Cancellation: Batches can be cancelled while in processing status. Requests that completed before cancellation are billed normally; unprocessed requests are not charged.
# Cancel a batch if needed
client.beta.messages.batches.cancel(batch_id)
FAQ: Common Questions About Claude API 300K Output
Q: Can I get 300K output on the synchronous /v1/messages API?
No. The 300K output limit is exclusively available through the Message Batches API (/v1/messages/batches) with the output-300k-2026-03-24 beta header. The synchronous API is hard-capped at 64K tokens on Sonnet 4.6 and 32K on Opus 4.6/4.7 regardless of what you pass as max_tokens.
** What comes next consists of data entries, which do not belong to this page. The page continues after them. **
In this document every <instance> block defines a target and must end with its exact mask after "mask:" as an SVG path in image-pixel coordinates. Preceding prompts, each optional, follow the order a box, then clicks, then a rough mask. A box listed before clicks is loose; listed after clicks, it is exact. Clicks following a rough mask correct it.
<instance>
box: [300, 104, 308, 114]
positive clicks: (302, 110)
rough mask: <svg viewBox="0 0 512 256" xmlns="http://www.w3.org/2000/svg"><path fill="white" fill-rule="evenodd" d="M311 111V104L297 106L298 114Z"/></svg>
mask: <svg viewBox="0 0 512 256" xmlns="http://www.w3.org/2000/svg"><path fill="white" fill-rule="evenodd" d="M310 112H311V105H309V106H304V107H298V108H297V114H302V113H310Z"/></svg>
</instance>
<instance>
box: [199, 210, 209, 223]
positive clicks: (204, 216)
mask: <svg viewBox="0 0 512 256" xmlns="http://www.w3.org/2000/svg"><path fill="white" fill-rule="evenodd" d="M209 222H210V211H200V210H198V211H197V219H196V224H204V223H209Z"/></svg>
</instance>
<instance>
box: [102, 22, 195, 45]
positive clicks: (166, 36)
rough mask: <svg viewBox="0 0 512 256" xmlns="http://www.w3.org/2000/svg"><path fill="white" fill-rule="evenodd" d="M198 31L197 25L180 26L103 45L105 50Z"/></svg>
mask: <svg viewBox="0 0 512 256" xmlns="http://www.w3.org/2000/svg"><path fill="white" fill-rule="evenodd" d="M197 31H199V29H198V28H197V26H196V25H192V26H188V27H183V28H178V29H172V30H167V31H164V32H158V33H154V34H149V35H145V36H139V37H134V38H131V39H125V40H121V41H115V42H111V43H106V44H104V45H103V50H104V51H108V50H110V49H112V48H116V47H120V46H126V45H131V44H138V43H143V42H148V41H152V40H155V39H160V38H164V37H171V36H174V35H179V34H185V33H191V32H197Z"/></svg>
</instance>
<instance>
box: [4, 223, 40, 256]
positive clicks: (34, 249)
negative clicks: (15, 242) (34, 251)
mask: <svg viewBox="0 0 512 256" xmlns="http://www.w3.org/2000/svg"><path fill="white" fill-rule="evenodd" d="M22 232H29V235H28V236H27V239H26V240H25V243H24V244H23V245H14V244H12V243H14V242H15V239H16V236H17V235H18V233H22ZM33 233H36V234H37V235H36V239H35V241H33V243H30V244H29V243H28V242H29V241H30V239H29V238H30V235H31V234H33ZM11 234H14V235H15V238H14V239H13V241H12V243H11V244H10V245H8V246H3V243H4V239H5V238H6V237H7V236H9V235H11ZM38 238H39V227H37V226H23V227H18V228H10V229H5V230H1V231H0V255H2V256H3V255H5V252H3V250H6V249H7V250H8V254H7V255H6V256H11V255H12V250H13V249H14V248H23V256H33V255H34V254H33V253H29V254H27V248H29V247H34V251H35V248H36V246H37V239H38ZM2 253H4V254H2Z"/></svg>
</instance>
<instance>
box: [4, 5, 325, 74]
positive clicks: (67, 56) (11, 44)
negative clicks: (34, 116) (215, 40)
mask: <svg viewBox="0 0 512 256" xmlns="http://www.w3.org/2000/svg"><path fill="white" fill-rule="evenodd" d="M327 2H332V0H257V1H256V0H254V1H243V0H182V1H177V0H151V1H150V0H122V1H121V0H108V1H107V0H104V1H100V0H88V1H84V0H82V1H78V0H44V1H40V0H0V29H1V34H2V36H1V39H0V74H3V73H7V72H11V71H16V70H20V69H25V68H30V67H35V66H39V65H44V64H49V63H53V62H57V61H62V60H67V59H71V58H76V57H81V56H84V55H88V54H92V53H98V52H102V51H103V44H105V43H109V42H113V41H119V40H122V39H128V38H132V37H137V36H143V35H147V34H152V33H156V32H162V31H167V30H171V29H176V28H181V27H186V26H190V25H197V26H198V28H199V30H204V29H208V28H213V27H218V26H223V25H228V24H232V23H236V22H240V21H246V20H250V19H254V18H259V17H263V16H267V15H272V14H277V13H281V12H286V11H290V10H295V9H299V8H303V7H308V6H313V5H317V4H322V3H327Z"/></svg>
This architectural separation exists because generating 300K tokens takes significantly longer than synchronous request timeouts allow.
Q: Does the output-300k-2026-03-24 header expire?
Beta headers in Anthropic’s API are dated to indicate when the feature was introduced, not when it expires. The output-300k-2026-03-24 header is the current stable way to enable 300K output as of April 2026. Anthropic will provide migration guidance if the header format changes. Monitor the official model documentation for updates.
Q: Does prompt caching work with 300K batch output requests?
Yes. You can combine cache_control: {"type": "ephemeral"} blocks with the output-300k-2026-03-24 beta header. Cache reads cost 10% of standard input token rates, and writes cost 25%. This is particularly valuable for long system prompts (style guides, schemas, context documents) that repeat across many batch requests.
Q: How long does a 300K token batch response take to generate?
Processing time depends on current batch queue depth and the specific model. In practice, a single 300K-token request typically completes in 15–45 minutes once it begins processing, but queue wait time can extend total wall-clock time to several hours. Anthropic guarantees results within 24 hours. For time-sensitive workloads, the synchronous API with 64K output is more predictable.
Q: What happens if my prompt isn’t complex enough to fill 300K tokens?
Claude generates the natural length for your task — it does not pad output to reach max_tokens. If you need a minimum output length, instruct Claude explicitly: “This document must be at least 150,000 words. Include exhaustive detail, worked examples for each section, and annotated code listings.” The max_tokens parameter sets a ceiling, not a floor.